Analysts: Worst over for SARS-hit airlines

  • Business
  • Wednesday, 28 May 2003


WITH the lifting last weekend of a travel ban to Hong Kong and China’s Guangdong province by the World Health Organisation, the first glimmers of hope are appearing for Asia’s embattled airlines, which have been struggling with poor passenger numbers and bottom lines, hit by the Severe Acute Respiratory Syndrome (SARS) virus.  

“We have seen the worst for airlines,” said a Hong Kong-based analyst who was optimistic that the hotel, restaurant, travel and leisure industries in the region could be tailing the airlines on the takeoff to an uptrend.  

Except for Taiwan, SARS appears to be under control in the region, with substantially fewer new cases reported. 

How long it would take for businesses most directly affected by SARS to recover, however, remains something analysts were not prepared to put a timeframe to.  

Some said the situation should improve in a couple of months, while others were less certain and said there were still challenges to be overcome as SARS has not been fully eradicated in the region.  

ING Financial Markets aviation analyst Philip Wickham is optimistic that the airline industry would pick up from where it left off a couple of months ago.
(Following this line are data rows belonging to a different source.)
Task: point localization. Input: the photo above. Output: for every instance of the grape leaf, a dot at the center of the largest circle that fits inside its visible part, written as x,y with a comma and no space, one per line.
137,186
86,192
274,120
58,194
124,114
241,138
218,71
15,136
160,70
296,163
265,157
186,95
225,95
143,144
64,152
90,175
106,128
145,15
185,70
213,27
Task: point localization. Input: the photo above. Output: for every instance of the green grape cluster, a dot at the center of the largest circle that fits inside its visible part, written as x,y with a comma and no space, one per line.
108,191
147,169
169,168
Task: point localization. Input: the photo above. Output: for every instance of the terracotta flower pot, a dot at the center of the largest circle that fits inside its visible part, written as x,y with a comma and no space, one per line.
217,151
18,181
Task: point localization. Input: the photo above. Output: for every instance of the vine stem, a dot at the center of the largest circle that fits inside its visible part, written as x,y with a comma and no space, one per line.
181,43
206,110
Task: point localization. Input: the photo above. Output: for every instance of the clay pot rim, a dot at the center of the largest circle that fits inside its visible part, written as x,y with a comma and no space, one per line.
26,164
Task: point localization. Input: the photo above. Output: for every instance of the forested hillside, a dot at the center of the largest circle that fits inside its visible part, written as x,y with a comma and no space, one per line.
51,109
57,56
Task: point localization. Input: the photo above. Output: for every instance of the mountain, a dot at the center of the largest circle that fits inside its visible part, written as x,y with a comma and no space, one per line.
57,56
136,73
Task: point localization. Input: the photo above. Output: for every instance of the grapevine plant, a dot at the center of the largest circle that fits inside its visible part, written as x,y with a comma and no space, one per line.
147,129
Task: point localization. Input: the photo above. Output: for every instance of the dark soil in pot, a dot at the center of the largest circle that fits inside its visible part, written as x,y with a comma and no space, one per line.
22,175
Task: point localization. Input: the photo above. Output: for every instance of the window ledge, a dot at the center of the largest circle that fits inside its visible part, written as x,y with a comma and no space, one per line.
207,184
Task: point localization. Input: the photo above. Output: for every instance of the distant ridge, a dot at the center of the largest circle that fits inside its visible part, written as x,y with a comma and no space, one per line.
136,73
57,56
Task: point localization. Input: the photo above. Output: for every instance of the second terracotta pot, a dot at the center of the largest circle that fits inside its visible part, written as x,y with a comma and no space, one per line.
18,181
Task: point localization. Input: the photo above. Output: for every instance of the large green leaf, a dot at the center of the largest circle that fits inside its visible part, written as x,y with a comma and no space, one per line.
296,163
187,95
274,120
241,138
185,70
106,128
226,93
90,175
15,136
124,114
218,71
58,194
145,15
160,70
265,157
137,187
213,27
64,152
He said there was already a high level of pent-up demand, particularly for business travel, in the region. 

He predicted a strong traffic rebound for airlines such as Cathay Pacific and Singapore Airlines (SIA), which have traditionally carried a high proportion of business traffic.  

Travel demand should return in the third quarter and the major Asian airlines should be operating as normal by year-end, he added.  

Mark Webb, an aviation analyst at HSBC Securities in Singapore, said “normalcy” could take longer – by up to a year or more.  

He does not expect air travel to fully recover until next year because there is still much confidence building to be done.  

The markets, nevertheless, drew comfort from the first positive outlook for the travel industry in many weeks by pushing airline stocks higher.  

Some analysts said the drop in value of some Asian carriers since the Iraq war and SARS outbreak had created an opportunity to pick up airline stocks on the cheap. ING’s Wickham said both Cathay Pacific and SIA shares were trading below their fair values.  

Hong Kong-based Cathay's shares gained 5% yesterday to an eight-week high, closing at HK$9.90. SIA shares, however, did not show the same rebound following a warning from Singapore Prime Minister Goh Chock Tong on Sunday that the airline could be making S$1bil in losses this year if costs were not cut. It's shares closed at S$9.45. 

MAS shares have also risen strongly since last week but lost 2 sen yesterday to close at RM3.56 in a weaker overall market.  

The KLSE retraced its tracks slightly on profit-taking with the Composite Index closing 3.63 points lower at 652.11 after nine consecutive days of gains.